# Ingest MODIS Land Cover Data

This notebook will ingest MODIS land cover data onto the DL platform. The MODIS land cover dats product is released yearly at a maximum resolution of 500m. The product features five different land cover classification bands. They are quite similar - we'll use the first one, the _Annual International Geosphere-Biosphere Programme (IGBP) classification_. The data are available from a number of US government data services, see https://lpdaac.usgs.gov/products/mcd12q1v006/.

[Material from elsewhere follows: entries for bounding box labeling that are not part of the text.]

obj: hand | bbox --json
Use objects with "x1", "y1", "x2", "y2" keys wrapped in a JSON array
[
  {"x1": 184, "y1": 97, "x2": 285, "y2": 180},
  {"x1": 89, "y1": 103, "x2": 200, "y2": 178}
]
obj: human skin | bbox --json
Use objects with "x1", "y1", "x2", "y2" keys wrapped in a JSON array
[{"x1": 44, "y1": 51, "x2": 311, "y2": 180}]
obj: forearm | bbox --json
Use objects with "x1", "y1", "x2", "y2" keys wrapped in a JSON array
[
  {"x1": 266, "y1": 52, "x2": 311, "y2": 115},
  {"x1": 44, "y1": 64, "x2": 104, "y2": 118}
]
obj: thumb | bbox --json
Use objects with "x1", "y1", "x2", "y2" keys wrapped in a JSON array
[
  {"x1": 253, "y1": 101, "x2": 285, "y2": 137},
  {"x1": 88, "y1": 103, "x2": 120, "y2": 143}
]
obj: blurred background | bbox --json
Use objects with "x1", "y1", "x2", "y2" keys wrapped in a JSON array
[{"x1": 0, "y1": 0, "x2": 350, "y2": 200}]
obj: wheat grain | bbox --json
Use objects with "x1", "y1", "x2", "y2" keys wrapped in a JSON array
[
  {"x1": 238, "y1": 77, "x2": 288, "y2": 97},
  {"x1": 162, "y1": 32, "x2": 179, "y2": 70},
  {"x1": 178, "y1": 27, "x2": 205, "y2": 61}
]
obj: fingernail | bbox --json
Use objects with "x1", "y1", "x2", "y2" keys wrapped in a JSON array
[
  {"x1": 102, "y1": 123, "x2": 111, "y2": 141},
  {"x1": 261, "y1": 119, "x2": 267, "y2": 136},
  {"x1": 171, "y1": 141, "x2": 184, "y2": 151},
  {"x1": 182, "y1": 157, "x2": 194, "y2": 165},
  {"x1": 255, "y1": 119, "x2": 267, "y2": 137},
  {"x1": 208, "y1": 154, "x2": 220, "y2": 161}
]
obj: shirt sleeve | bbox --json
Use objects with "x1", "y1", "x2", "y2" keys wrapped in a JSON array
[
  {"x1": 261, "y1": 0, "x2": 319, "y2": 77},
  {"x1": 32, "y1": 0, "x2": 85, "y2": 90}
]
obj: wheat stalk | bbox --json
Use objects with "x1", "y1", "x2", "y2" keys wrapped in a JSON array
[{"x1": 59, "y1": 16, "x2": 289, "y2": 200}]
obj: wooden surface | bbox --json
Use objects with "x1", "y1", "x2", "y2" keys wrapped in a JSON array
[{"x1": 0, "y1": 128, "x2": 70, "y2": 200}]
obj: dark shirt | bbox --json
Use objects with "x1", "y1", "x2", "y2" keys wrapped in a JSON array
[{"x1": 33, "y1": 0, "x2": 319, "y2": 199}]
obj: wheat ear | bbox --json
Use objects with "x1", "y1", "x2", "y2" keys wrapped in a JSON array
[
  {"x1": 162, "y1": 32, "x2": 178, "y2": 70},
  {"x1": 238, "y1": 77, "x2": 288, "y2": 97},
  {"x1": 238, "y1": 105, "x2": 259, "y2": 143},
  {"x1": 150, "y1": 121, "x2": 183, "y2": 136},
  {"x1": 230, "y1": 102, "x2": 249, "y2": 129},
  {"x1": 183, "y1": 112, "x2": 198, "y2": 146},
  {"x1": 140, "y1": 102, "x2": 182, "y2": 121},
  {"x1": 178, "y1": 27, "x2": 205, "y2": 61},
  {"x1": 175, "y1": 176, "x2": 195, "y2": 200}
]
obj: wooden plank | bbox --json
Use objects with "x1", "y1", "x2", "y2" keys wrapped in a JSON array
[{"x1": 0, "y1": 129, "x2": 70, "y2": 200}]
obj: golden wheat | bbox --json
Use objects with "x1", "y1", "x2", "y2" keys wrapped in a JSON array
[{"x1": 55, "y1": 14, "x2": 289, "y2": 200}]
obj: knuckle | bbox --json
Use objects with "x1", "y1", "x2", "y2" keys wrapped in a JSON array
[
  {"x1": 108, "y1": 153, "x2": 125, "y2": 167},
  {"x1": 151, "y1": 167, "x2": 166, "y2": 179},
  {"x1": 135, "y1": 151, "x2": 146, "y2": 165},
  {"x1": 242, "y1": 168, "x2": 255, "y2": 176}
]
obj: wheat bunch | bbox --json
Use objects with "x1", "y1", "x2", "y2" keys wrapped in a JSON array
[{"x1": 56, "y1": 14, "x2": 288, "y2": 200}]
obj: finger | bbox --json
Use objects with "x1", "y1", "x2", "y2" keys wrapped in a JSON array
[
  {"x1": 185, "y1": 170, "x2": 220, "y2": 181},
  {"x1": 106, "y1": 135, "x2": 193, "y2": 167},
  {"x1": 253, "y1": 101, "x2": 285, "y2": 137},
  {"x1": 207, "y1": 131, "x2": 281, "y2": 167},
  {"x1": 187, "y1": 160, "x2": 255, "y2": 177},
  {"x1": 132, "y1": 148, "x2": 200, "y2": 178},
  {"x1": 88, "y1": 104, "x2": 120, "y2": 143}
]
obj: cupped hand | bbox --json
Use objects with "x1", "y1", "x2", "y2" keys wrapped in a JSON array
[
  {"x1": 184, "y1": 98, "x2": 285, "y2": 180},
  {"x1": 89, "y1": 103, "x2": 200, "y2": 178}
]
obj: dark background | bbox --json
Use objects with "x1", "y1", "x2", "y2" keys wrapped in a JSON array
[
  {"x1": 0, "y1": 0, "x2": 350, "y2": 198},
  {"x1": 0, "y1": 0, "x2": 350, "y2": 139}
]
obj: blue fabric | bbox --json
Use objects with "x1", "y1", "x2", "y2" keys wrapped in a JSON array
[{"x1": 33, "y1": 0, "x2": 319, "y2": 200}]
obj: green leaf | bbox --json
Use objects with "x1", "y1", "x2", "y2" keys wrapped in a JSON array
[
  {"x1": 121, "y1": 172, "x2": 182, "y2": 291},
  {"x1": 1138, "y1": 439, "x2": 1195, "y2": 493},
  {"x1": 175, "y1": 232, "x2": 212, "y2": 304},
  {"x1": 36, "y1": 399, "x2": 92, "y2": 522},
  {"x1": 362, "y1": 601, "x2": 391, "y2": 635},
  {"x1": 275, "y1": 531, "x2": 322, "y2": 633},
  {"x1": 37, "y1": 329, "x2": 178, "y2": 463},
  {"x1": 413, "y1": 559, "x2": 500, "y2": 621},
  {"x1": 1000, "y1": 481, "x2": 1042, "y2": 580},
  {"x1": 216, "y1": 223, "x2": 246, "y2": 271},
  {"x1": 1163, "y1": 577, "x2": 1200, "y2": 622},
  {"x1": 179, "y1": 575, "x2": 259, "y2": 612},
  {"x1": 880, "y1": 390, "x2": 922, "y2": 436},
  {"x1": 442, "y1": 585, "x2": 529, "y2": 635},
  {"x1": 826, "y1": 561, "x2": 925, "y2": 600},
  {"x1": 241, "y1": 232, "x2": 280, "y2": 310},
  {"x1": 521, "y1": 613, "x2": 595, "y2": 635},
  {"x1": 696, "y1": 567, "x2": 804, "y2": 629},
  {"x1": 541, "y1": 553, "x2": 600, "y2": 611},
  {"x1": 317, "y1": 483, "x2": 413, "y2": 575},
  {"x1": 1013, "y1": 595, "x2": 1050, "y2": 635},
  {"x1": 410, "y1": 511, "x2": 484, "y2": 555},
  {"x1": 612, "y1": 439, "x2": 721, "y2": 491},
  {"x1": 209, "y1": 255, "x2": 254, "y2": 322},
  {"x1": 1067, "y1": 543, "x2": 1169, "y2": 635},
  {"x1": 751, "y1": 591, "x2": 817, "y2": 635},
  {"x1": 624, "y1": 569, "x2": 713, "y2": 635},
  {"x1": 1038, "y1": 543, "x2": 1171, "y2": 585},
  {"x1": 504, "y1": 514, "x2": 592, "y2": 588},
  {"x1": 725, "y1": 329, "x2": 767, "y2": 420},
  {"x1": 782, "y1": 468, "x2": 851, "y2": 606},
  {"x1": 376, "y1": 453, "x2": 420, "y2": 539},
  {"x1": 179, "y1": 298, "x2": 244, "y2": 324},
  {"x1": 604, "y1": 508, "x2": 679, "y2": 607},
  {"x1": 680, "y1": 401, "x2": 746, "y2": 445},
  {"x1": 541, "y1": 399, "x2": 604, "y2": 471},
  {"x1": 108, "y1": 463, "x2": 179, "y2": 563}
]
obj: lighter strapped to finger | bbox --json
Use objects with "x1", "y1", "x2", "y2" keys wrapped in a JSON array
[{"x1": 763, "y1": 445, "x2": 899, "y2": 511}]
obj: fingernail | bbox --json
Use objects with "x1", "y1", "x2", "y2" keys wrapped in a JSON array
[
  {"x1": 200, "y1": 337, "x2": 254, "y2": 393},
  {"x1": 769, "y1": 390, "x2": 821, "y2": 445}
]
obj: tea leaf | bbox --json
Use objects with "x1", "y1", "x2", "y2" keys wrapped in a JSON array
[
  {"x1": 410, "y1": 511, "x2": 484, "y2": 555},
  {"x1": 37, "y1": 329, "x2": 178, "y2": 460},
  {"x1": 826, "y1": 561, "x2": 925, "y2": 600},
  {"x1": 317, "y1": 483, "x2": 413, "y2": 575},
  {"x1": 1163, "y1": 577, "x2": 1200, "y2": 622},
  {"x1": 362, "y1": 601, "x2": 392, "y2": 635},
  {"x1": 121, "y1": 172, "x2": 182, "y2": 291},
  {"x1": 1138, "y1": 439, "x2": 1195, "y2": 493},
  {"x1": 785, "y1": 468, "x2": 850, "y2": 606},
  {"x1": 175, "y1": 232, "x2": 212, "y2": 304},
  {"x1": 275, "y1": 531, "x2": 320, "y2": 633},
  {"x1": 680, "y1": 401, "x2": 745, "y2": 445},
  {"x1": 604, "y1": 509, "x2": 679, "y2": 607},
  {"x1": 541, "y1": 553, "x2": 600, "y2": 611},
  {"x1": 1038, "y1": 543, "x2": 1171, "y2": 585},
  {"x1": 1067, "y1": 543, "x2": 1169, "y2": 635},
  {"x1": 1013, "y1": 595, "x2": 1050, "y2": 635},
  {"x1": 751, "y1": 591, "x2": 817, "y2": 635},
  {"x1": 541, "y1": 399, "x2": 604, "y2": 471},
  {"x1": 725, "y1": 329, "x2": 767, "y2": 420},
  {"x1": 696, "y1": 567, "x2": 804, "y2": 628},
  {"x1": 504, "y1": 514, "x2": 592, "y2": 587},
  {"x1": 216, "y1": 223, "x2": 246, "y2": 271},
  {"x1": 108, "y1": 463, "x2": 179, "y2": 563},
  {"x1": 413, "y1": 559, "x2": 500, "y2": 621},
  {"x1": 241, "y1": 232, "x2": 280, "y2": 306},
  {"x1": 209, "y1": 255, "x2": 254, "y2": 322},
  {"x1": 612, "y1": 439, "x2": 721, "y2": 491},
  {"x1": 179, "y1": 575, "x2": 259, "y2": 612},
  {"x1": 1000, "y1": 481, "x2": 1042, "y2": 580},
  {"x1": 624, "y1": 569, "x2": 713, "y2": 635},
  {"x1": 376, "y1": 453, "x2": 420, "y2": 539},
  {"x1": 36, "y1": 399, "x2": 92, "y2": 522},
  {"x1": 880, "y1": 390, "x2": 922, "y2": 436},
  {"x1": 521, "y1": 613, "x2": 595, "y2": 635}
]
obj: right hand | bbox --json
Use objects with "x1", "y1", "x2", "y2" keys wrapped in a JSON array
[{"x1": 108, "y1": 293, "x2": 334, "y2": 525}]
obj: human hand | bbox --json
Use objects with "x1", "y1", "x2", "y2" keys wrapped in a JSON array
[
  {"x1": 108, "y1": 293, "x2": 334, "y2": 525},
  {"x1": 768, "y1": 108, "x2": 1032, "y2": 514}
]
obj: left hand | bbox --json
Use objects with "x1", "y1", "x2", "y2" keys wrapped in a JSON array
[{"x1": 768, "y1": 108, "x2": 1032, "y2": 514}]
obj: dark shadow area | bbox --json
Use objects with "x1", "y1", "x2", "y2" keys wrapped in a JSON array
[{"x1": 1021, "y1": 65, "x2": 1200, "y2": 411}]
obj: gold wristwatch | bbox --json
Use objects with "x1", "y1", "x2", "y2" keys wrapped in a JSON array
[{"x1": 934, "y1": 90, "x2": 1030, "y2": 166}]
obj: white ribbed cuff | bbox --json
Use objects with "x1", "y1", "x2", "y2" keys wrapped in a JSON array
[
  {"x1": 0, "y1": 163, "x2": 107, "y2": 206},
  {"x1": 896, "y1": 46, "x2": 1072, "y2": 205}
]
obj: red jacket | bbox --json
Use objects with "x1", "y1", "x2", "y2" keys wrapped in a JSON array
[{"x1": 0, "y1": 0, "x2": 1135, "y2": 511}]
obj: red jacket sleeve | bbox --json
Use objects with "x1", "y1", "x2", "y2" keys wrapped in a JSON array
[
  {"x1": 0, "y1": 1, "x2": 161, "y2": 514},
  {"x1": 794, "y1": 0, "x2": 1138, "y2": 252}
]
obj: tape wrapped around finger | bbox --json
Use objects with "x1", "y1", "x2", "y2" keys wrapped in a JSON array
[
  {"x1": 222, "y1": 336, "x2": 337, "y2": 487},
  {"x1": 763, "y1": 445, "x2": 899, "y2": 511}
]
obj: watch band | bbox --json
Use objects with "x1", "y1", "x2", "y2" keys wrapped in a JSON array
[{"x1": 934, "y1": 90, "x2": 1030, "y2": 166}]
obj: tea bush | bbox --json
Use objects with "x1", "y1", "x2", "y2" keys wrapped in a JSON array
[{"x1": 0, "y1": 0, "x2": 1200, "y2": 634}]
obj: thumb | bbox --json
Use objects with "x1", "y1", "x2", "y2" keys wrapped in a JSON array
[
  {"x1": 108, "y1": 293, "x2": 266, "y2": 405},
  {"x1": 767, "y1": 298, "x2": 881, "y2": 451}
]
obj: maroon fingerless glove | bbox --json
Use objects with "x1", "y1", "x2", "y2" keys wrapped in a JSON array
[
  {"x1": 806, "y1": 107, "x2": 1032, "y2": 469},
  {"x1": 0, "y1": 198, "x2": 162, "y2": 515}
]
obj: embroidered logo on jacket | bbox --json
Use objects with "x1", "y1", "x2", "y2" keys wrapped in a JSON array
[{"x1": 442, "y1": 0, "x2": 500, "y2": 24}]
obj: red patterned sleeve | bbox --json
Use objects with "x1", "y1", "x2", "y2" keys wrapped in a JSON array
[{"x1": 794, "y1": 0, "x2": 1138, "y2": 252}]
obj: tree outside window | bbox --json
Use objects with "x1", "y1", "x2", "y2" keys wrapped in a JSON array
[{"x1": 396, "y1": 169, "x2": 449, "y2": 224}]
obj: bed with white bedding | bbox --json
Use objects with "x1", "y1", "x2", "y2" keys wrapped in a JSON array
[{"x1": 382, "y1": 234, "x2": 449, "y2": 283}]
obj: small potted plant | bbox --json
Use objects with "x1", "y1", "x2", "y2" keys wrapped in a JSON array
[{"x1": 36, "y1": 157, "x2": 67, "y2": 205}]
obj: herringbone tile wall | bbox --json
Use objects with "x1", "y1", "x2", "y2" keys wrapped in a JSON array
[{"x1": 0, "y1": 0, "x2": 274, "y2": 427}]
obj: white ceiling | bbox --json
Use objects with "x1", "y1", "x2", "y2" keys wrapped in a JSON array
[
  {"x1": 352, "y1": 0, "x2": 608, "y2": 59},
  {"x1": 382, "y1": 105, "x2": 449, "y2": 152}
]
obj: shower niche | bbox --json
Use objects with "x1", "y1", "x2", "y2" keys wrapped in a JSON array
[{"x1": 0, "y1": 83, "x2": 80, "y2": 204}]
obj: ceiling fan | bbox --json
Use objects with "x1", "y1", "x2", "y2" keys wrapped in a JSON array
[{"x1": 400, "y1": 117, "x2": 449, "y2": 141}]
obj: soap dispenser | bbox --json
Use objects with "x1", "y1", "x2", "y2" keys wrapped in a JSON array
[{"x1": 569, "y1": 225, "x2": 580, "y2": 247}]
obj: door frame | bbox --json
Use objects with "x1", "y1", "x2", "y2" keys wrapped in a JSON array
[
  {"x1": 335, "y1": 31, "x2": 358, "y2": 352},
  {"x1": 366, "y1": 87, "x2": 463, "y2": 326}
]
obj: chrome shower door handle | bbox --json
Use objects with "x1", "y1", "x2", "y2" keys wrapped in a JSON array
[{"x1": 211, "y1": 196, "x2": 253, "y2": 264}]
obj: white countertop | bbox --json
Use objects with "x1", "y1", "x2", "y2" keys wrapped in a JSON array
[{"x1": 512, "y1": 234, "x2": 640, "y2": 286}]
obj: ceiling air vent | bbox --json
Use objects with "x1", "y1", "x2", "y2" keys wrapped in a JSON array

The land cover data is available in tiles that follow the MODIS Sinusoidal Grid, a special project system for MODIS products, see Figure. We'll need to use GDAL to convert the hdf tiles to GeoTiffs. The tiles will be downloaded from NASA's Earthdata, for which a registered account is required. A free account can be created [here](https://urs.earthdata.nasa.gov/home). User credentials should then be stored as a dict in json: `{username:<username>, password:<password>}`.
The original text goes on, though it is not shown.